Reinhart is the one in the middle.
For the CBA-averse among you, that means a three-year deal for a player of Reinhart's age (18). Terms were not disclosed, but the rookie salary cap remains $925,000, while potential performance bonuses and signing bonuses can take an ELC cap hit up to $3.77 million territory (e.g., see CapGeek's unofficial outline for Nail Yakupov's ELC).
It's not likely that Reinhart, as the fourth overall pick, is compensated quite that high:
- The Isles' 2011 5th-overall pick Ryan Strome had the max salary of $925,000, but bonuses took the cap hit only up to $1.77 million. (And that cap hit will be lower now, because for cap accounting some of his bonus was assigned to 2011-12, but without playing 10 games the "slide" rule moves the rest of his contract up one year.)
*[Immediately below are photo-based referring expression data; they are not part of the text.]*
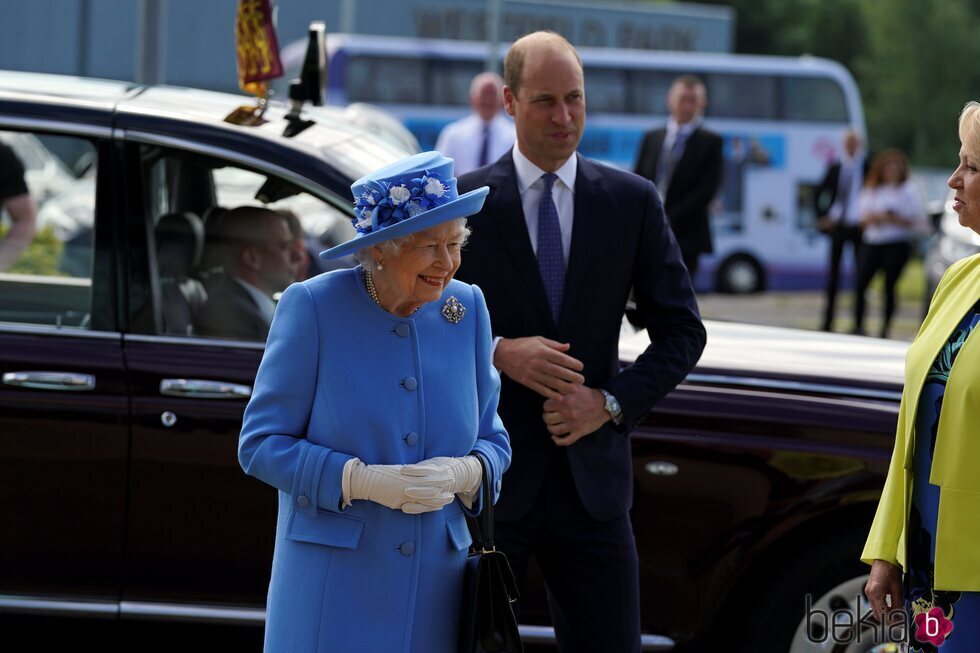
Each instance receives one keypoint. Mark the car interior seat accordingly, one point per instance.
(180, 241)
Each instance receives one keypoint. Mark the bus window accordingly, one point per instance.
(605, 90)
(741, 96)
(451, 81)
(812, 99)
(649, 91)
(394, 80)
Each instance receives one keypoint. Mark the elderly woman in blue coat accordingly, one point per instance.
(375, 416)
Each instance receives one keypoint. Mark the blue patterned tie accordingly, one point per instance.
(484, 157)
(551, 258)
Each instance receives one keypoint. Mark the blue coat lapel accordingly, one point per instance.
(507, 214)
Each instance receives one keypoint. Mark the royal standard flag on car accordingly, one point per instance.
(256, 46)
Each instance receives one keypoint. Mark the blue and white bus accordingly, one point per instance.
(782, 119)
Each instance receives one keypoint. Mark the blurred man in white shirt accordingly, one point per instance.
(483, 136)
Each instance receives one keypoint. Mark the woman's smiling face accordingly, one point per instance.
(965, 180)
(423, 268)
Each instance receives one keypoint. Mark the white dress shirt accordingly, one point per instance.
(530, 185)
(901, 200)
(461, 141)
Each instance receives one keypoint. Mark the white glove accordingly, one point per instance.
(466, 473)
(390, 487)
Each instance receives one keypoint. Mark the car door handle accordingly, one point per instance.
(50, 380)
(203, 389)
(661, 468)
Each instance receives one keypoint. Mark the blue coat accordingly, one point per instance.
(342, 378)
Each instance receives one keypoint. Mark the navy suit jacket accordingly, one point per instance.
(620, 241)
(694, 183)
(230, 312)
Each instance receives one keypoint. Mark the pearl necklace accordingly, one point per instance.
(369, 284)
(373, 292)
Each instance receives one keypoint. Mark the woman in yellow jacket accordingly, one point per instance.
(928, 519)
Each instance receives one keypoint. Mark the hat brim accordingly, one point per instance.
(463, 206)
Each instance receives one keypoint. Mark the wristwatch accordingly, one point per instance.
(612, 407)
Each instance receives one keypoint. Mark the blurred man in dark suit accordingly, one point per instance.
(685, 162)
(16, 200)
(836, 205)
(259, 258)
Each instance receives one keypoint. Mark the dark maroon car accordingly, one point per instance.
(120, 491)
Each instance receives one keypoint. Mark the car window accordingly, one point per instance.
(226, 241)
(46, 279)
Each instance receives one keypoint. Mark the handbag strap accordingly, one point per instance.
(481, 526)
(486, 514)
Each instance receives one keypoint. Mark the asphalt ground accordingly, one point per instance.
(804, 309)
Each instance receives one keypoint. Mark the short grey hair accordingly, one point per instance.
(392, 248)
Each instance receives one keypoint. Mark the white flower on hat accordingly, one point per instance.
(364, 221)
(435, 187)
(399, 194)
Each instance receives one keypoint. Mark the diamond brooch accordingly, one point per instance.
(453, 311)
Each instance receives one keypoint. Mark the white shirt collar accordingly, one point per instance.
(686, 128)
(528, 173)
(851, 160)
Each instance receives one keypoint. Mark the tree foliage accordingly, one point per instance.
(915, 61)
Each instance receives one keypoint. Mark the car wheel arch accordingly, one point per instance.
(776, 549)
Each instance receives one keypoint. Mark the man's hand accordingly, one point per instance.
(574, 415)
(885, 579)
(539, 364)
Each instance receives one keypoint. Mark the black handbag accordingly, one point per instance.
(488, 621)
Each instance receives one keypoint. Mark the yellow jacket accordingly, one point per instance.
(956, 463)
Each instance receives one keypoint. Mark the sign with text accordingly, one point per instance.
(647, 26)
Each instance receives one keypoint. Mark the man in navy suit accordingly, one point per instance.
(260, 259)
(559, 244)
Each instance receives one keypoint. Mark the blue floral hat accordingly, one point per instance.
(406, 197)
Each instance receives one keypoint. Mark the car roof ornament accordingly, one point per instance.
(310, 85)
(257, 54)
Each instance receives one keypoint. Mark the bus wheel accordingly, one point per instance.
(740, 274)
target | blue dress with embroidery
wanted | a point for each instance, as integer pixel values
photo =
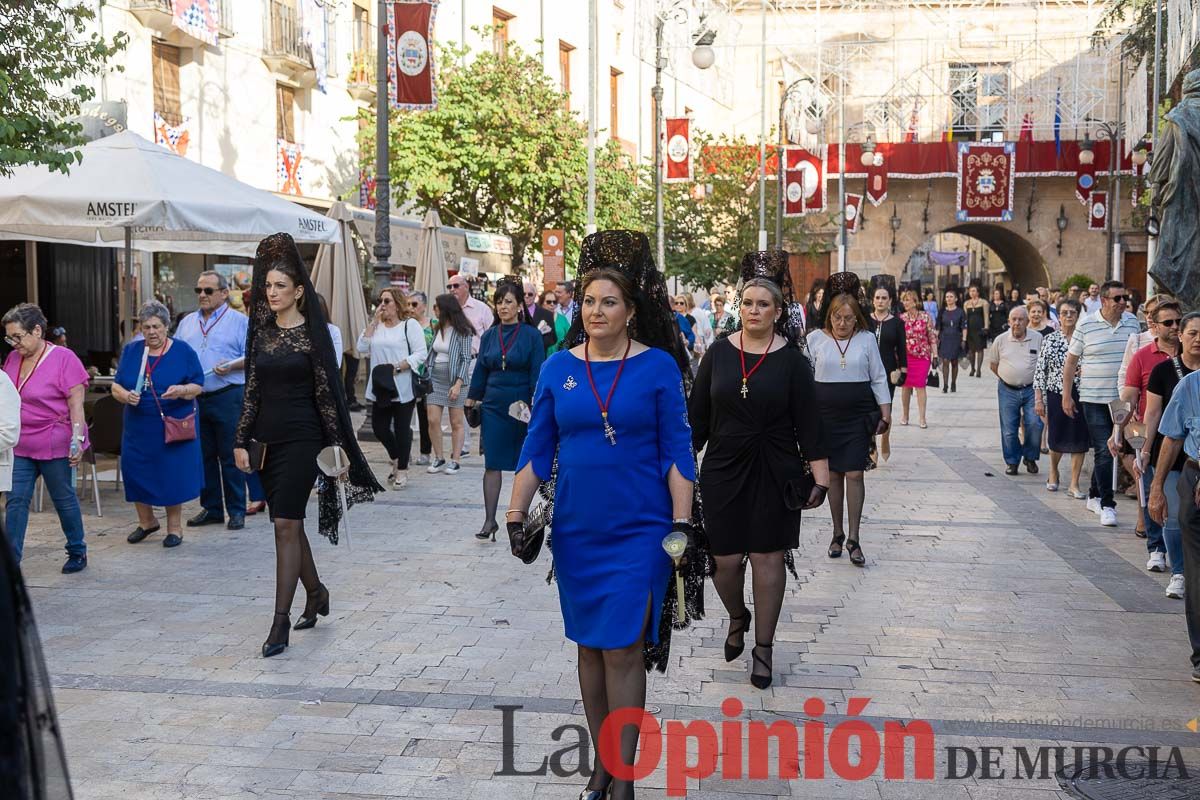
(612, 505)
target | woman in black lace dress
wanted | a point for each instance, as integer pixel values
(291, 371)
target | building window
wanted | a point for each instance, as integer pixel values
(165, 60)
(285, 113)
(613, 100)
(564, 67)
(501, 20)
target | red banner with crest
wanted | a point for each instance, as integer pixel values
(985, 181)
(678, 150)
(411, 55)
- 2010 5th-overall pick Nino Niederreiter took the then-rookie max $900,000 NHL salary but higher bonuses that took his cap hit to $2.825 million (it is now also lower after a year of "slide" in 2010-11).
At minimum, before official terms are
released leaked, you can bet Reinhart is taking home a signing bonus in excess of $200,000 like his peers Niederreiter, Brock Nelson ($270k bonus according to CapGeek) and Strome (whom, per the beauty of Twitter, Reinhart should be beating up about now).
And of course, even without making the NHL roster he gets some cash and a contract now, before any potential work stoppage this fall and before the next CBA, which -- if the owners get their way -- could further limit young players' movement and earning capacity.